To be fair, the Trumpers are not alone, nor are they the first in their disregard for the public records law.

Congress passed the Presidential Records Act in 1978, requiring that all presidential and vice presidential records created after Jan. 20, 1981, be preserved. The public, not the president, owns these records. But soon after, the growing volume of nonpaper email communications grew so large that the Reagan and George H.W. Bush administrations didn't bother to maintain them. President Bill Clinton's administration was finally forced by a lawsuit to create a system that prevented White House staff members from erasing emails. George W. Bush's administration managed to "lose" key emails anyway.

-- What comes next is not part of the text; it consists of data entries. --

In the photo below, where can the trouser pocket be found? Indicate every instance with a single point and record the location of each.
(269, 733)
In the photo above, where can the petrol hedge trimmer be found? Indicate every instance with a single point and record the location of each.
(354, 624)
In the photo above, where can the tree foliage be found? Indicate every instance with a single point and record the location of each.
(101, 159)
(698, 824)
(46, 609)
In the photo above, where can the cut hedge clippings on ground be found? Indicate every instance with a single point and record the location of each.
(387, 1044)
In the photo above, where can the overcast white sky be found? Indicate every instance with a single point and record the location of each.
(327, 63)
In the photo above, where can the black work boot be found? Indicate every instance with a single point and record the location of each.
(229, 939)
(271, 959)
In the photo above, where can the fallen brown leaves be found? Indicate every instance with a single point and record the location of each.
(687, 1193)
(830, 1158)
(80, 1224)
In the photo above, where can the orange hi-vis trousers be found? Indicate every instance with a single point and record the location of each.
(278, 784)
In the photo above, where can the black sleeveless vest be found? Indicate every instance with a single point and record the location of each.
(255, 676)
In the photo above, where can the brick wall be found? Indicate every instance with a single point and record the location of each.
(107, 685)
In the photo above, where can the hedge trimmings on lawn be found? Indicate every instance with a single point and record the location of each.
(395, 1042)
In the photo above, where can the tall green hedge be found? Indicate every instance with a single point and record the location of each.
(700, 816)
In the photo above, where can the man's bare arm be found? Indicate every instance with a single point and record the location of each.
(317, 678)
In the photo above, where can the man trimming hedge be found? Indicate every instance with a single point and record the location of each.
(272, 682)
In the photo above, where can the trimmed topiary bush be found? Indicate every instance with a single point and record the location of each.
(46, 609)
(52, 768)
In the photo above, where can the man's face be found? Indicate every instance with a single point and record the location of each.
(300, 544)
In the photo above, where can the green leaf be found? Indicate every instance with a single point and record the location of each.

Melania Trump's private server communications — judging from her ex-best friend's new book — don't have to do with war. But they are alleged to have covered government operations and Trump team activities of interest to authorities, including potential monkey business at the Presidential Inaugural Committee, under investigation by at least three entities, including federal prosecutors in Manhattan.

"Melania and I both didn't use White House emails," Winston Wolkoff told The Washington Post. Winston Wolkoff shared some of her communications with the newspaper, including emails about more substantive matters, such as government hires and the comings and goings of international leaders.

According to The Post, emails shared by Winston Wolkoff "contained discussions of government hires and contracts (including Winston Wolkoff's), detailed schedules for the president and first lady during the Israeli and Japanese state visits, strategic partnerships for the first lady's Be Best initiative, the logistics of the Easter egg roll, and finances for the presidential inauguration."

The inaugural fund investigations are apparently still proceeding behind closed doors, but Winston Wolkoff's book provides some new clues into how the Trump team raised and spent more than $107 million — around twice what Obama and George W. Bush raised for their inaugurations.

Winston Wolkoff reports that she is working with several prosecutors looking into the inaugural finances. The process has "taken over my life," she told The Post.

Winston Wolkoff 's book is partly self-exoneration and partly insider dish. She reveals, for example, that during her former boss' first visit to the White House, Trump announced that she would need a new toilet and shower. "Melania did not conduct her most personal business on a previously used john," Winston Wolkoff writes.

During a 15-year friendship with the first lady, Winston Wolkoff also had a ringside seat to the competition among the Trump women, and she has peppered her book with entertaining accounts of scheming and snubbing. After Donald Trump's first ex-wife, Ivana, claimed that she had a direct line into the White House, Melania announced: "No more Mar-a-Lago for her!"

The book also confirms the frosty rivalry between Melania Trump and her stepdaughter Ivanka. Ivanka Trump is "always sunshine and light" on the surface, and she "never let down her mask, not an inch, not for a second," while scheming to one-up her stepmother, Wolkoff writes.

These tidbits are interesting if you care about palace intrigue. But the issues with the email servers should be of interest to a much broader audience — not to mention federal and state authorities. However fractious Melania and the other Trump women might be in private, their first instinct is always to hide, secrete, bury and cache history and to embellish and preserve the Trump brand. That fealty comes first — before friends, before truth and, at least in terms of the Presidential Records Act, before the law itself.